Aber das alles mal nur am Rande.

All unsere Gedanken sind jetzt bei Peter.

Der arme Junge ist nun schon fast ein Jahr lang von seiner Mutter getrennt und durfte dank deutscher Justiz und Bergener Jugendamt ein Kinderheim für schwer Erziehbare sein Zuhause nennen.
Ein Ort, an dem er täglich der körperlichen und seelischen Gewalt seiner jugendlichen „Mitinsassen“ ausgesetzt war.
Und das alles unter den wachsamen Augen der sogenannten Erzieher oder besser gesagt Aufseher, denn von Erziehung kann wohl nicht die Rede sein, wenn Peter von selbigen als „gemeingefährlich“ und „wildes Tier“ betitelt wurde, nur weil er sich gegen die Attacken der Jugendlichen zur Wehr zu setzen versuchte.
Auch ein Schulbesuch wurde ihm in den zehn Monaten Verwahrung nicht gestattet.
Seine einzigen Lichtblicke waren die seltenen Stunden, die er (selbstverständlich immer unter Überwachung) mit seiner Mama verbringen durfte.
Erst beim vorletzten Umgang erzählte er Steffi, dass er „gestern ausnahmsweise mal nicht verprügelt wurde“.
Unglaublich!
Und niemand, der ihm hilft! Obwohl die den Umgang begleitende Sozialarbeiterin jedes Wort gehört hat – nichts! Keine Reaktion!
Peter war dort ganz allein! Jeden Tag!
Nicht einmal zu seinem elften Geburtstag, am letzten Samstag, durfte er seine Mama sehen.
Ganz großartig, wie hier zum zum Kindeswohl gehandelt wird! Zusehen, wie ein überdurchschnittlich intelligenter Junge Tag für Tag gequält wird, krank wird, abgeschottet von seiner Mutter.
Gerade jetzt – zu seinem Geburtstag, in der Vorweihnachtszeit.

Weihnachten – das Fest der Liebe.

Mal ganz ehrlich – welcher Mensch würde nicht mit allen Mitteln versuchen, diesem Martyrium zu entkommen?

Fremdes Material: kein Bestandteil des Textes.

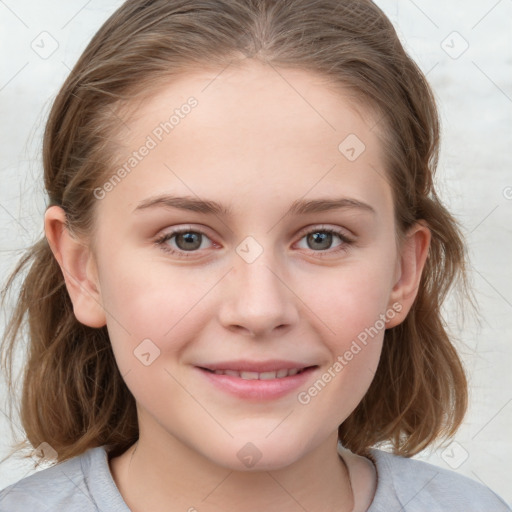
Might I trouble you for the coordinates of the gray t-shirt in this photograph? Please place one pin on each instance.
(85, 484)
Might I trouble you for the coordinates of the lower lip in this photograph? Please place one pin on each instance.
(257, 389)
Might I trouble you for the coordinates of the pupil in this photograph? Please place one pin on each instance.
(190, 238)
(321, 237)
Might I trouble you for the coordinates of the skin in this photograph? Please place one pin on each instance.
(254, 144)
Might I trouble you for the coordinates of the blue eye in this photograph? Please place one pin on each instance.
(187, 242)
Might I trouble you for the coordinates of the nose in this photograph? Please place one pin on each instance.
(257, 300)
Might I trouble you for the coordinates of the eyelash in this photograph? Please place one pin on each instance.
(161, 241)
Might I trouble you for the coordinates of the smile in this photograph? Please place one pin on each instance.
(279, 374)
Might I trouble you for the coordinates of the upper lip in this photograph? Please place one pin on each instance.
(255, 366)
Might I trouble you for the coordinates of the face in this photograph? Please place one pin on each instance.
(254, 331)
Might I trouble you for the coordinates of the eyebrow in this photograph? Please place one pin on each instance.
(299, 207)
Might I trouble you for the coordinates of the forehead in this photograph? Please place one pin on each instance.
(255, 129)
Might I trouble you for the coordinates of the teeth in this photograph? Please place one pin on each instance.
(279, 374)
(249, 375)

Was sind das für Menschen, die zulassen, dass ein Kind auf diese Art und Weise kaputt gemacht wird?
Der Junge hat in seinem kurzen Leben bereits mehr durchleben müssen, als die meisten anderen Menschen jemals.
Und das lässt sich niemals wieder rückgängig machen!
Aber Hauptsache, der Machtkampf wird hier auf seinen Schultern ausgetragen.
Bravo! Großes Lob an alle Beteiligten!
Wir können alle nur sehr hoffen, dass es Peter gut geht und er möglicherweise jemanden gefunden hat, der sein Leid nicht mehr mit ansehen konnte!
Aus interner Quelle haben wir gestern von den unglaublichen Zuständen, die im besagten Kinderheim herrschen, erfahren. Und wir wissen, dass es Menschen gibt, die dieses System und diese Methoden anzweifeln und nicht mehr Teil der Foltermethode für Kinder sein wollen.
Zu gegebener Zeit werden wir die Aussagen ebendieser internen Quelle und Peters veröffentlichen.

Steffi ist jetzt zu ihrem Anwalt nach Malta geflogen, um sich zu beratschlagen und die nächsten Schritte zu besprechen.
Natürlich wieder ein gefundenes Fressen – denn prompt wird natürlich behauptet, Steffi hätte den Kleinen entführt, wie man es hier auf diversen Facebook-Seiten lesen kann.
Dabei hat sie vor ihrer Abreise beim Verwaltungsgericht schriftlich angefragt, um sicherzugehn, dass sie auch fliegen darf und nichts dagegen spricht.
Wieder einmal werden Tatsachen verfälscht und umgedreht – aus Peters eigenmächtiger Flucht wird Kindesentzug durch die Mutter gemacht.

Wir hoffen sehr, dass es Peter gut geht, wo auch immer er jetzt sein mag!

Wir möchten auch euch allen danken für eure Unterstützung, Anteilnahme und Hilfe!